Tuesday, September 20, 2016

US Archbishop has never seen 'such deeply flawed candidates'

Unenviable choice of candidatesIn his 50 years of voting in US elections, Philadelphia Archbishop Charles Chaput has said he has never seen the two major parties offer “two such deeply flawed” presidential nominees “at the same time,” according to the Catholic News Service.

Without naming the two nominees, the Archbishop said he presumed they “intend well and have a reasonable level of personal decency behind their public images, but I also believe that each candidate is very bad news for our country, though in different ways."

“One candidate, in the view of a lot of people, is a belligerent demagogue with an impulse control problem,” he said in a speech at the University of Notre Dame. “And the other, also in the view of a lot of people, is a criminal liar, uniquely rich in stale ideas and bad priorities.”

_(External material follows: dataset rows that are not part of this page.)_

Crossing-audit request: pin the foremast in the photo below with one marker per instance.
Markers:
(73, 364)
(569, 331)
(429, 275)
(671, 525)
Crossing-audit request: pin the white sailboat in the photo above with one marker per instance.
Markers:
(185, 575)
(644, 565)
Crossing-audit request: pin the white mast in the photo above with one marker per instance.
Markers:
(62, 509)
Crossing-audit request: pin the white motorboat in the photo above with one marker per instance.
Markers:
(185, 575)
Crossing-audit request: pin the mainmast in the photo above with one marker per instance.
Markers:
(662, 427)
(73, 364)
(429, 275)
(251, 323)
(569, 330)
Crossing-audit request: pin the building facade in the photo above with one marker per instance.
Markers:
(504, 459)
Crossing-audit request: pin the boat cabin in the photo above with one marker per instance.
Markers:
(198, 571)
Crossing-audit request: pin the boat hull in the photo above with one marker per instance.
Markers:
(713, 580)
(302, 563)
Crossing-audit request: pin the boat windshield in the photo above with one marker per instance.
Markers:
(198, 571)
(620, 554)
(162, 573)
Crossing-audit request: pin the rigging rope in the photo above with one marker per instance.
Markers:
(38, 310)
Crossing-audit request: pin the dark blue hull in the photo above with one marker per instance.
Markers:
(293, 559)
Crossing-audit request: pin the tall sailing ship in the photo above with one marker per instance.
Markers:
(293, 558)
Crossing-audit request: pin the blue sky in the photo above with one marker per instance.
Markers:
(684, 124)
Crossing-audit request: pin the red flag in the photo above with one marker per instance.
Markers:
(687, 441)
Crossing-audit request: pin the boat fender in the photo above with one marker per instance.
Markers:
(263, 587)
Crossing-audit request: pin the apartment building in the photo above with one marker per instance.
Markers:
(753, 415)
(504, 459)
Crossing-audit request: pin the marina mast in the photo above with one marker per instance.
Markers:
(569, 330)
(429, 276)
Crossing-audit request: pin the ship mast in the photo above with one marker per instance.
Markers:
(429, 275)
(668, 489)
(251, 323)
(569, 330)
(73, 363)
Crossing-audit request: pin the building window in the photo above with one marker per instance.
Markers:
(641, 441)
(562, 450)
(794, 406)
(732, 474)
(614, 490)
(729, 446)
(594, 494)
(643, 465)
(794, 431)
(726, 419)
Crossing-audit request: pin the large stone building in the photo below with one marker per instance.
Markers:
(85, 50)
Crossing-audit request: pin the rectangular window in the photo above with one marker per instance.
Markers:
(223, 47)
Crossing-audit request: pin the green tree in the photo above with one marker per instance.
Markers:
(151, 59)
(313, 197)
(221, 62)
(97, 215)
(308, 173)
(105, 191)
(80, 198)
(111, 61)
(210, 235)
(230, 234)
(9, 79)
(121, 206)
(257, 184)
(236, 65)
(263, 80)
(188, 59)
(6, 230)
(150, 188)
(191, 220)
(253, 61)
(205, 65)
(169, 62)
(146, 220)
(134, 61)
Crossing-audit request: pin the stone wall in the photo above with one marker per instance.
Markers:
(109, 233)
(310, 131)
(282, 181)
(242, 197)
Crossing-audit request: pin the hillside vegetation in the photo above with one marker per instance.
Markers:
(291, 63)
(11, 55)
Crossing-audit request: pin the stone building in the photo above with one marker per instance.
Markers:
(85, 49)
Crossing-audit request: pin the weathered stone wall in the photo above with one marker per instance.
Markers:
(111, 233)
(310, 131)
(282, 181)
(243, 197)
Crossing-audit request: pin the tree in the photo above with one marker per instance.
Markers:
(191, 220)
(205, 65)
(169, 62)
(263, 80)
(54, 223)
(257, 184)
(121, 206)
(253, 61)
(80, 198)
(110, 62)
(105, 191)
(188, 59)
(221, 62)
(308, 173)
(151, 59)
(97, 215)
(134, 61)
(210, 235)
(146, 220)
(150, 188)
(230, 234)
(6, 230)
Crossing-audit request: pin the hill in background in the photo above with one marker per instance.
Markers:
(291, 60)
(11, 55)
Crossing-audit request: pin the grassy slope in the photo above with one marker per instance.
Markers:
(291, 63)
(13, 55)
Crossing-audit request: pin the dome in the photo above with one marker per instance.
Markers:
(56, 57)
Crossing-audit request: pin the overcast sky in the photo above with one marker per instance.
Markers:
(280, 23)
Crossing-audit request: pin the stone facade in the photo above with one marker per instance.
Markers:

Archbishop Chaput delivered the 2016 Tocqueville lecture on religious liberty, sponsored by the school’s Tocqueville Program for Inquiry Into Religion and Public Life.

His wide-ranging talk also addressed the moral threats facing society, the necessity of strong families, and the controversy surrounding Notre Dame and its awarding of the Laetare Medal to Vice President Joe Biden.

Though faced with flawed presidential candidates, he said, Catholics and other Christians do not have “the luxury of cynicism,” because if they “leave the public square, other people with much worse intentions won’t.”

Many “honest public officials” are serving our country well, and both parties have “good candidates for other public offices,” he added, offering other reasons not to be cynical.

Christians “have a duty to leave the world better than we found it,” the Archbishop said. 

“One of the ways we do that, however imperfectly, is through politics.”

“Elections do matter,” he said, emphasising that the next president will likely appoint several Supreme Court justices. One seat is vacant, with the death of Justice Antonin Scalia, and the oldest of the justices are Ruth Bader Ginsburg, 83, and Anthony Kennedy, 80.

The next president will “make vital foreign policy decisions, and shape the huge federal administrative machinery in ways over which Congress has little control,” Archbishop Chaput said.